My hands tightened around the steering wheel and I ground my molars together. Leave it to Alene to get in debt to drug dealers. She didn’t look like a coke head, but then they didn’t have a distinct look and she was really good at covering some of the physical symptoms.

I’d pay her debt and let them know I wasn’t going to help again. If they sold to her, they sold at their own risk. Somehow, she convinced them to keep her afloat, probably with blow–jobs. She tried with me when she first showed up at the motel, but I pushed her away.

There was no fucking way I was letting her get anywhere close to me. Not when I finally had Mya. I wasn’t going to let Alene ruin it.

Alene crossed her arms over her chest and pouted at my non–response. “Did Mya finally put out for you? She can’t be that good.
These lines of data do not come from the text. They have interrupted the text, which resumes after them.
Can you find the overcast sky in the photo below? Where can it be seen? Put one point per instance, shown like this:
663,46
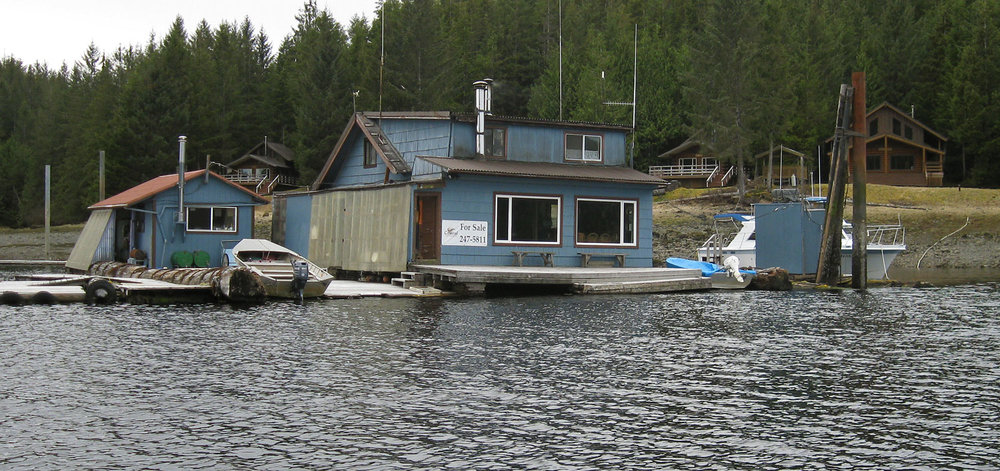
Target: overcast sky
57,31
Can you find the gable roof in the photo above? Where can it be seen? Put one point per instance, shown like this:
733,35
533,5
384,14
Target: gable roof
905,116
283,159
150,188
373,133
779,148
559,171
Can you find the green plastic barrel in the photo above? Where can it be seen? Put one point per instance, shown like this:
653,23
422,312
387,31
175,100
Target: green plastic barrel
182,259
201,258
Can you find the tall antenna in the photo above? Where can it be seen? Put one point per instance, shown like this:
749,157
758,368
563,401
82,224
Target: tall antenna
635,74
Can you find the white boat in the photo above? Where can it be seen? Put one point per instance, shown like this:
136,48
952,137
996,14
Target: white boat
885,242
284,273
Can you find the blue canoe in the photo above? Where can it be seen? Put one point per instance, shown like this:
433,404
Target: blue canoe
707,268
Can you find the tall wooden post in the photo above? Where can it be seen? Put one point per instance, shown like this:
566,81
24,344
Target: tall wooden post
859,255
828,268
100,176
48,186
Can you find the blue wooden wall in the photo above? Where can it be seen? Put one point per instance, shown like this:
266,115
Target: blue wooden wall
171,236
298,216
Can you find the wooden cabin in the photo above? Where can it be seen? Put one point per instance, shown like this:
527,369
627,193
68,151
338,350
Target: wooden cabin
471,189
146,225
901,150
268,167
694,165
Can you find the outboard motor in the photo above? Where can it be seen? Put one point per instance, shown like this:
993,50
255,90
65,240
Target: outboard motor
300,274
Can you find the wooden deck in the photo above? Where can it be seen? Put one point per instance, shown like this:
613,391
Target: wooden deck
474,279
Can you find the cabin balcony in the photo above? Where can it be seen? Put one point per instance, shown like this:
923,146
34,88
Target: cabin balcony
694,176
261,182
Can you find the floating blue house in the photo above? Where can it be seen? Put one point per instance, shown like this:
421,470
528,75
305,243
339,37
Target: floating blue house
150,222
471,189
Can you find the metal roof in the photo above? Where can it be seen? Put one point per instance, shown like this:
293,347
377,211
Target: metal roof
150,188
264,159
506,168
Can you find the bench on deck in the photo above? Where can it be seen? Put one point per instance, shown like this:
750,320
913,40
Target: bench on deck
519,257
278,270
586,256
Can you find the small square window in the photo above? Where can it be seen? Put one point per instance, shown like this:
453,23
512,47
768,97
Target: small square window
584,147
371,156
874,162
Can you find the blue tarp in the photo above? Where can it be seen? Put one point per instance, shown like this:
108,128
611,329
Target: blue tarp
736,216
707,268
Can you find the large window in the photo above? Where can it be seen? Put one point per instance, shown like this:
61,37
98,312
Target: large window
211,218
605,222
874,162
583,147
901,162
527,219
496,143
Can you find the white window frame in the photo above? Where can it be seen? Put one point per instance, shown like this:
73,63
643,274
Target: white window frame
490,136
211,219
583,149
510,213
621,223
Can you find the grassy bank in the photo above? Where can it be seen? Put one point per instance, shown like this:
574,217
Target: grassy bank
682,221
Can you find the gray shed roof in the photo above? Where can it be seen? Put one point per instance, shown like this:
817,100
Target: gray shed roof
597,173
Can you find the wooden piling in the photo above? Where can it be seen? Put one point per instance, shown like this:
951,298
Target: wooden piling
859,254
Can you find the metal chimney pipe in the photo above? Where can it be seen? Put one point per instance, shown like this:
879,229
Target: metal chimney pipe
181,217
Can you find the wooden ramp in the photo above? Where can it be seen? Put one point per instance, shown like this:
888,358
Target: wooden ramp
581,280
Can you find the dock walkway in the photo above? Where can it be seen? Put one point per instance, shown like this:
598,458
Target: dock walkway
580,279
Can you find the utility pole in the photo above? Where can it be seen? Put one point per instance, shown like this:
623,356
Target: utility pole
828,268
859,253
100,170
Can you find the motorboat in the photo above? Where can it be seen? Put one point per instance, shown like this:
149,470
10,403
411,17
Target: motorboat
729,275
885,242
284,273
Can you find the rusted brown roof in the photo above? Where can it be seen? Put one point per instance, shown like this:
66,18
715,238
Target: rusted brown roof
505,168
150,188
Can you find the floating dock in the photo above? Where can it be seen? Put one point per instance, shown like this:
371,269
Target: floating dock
477,279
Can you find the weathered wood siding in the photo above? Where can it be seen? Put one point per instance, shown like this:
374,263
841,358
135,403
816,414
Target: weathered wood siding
471,198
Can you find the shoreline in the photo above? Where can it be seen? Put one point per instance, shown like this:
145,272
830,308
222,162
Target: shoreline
681,225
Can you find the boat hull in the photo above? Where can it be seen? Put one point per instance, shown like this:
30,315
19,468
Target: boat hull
724,281
879,261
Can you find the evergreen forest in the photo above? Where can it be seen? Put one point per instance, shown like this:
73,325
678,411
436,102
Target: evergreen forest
746,72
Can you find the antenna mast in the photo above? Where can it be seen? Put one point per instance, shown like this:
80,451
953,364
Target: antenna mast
635,74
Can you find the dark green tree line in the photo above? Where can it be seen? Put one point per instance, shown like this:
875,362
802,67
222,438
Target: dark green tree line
740,72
She can’t keep a boyfriend for longer than a few weeks.”

I slammed on the breaks and pulled off onto the shoulder of the road. Too bad Alene had her seatbelt on. A very sick part of me would have loved to see her bash her pretty face hard against the dashboard.

I yanked the shifter into park and spun on her fast enough to make her flinch. I’d never hit a woman. Ever. But Alene made it difficult. “You don’t ever say her name again. Do you understand me?”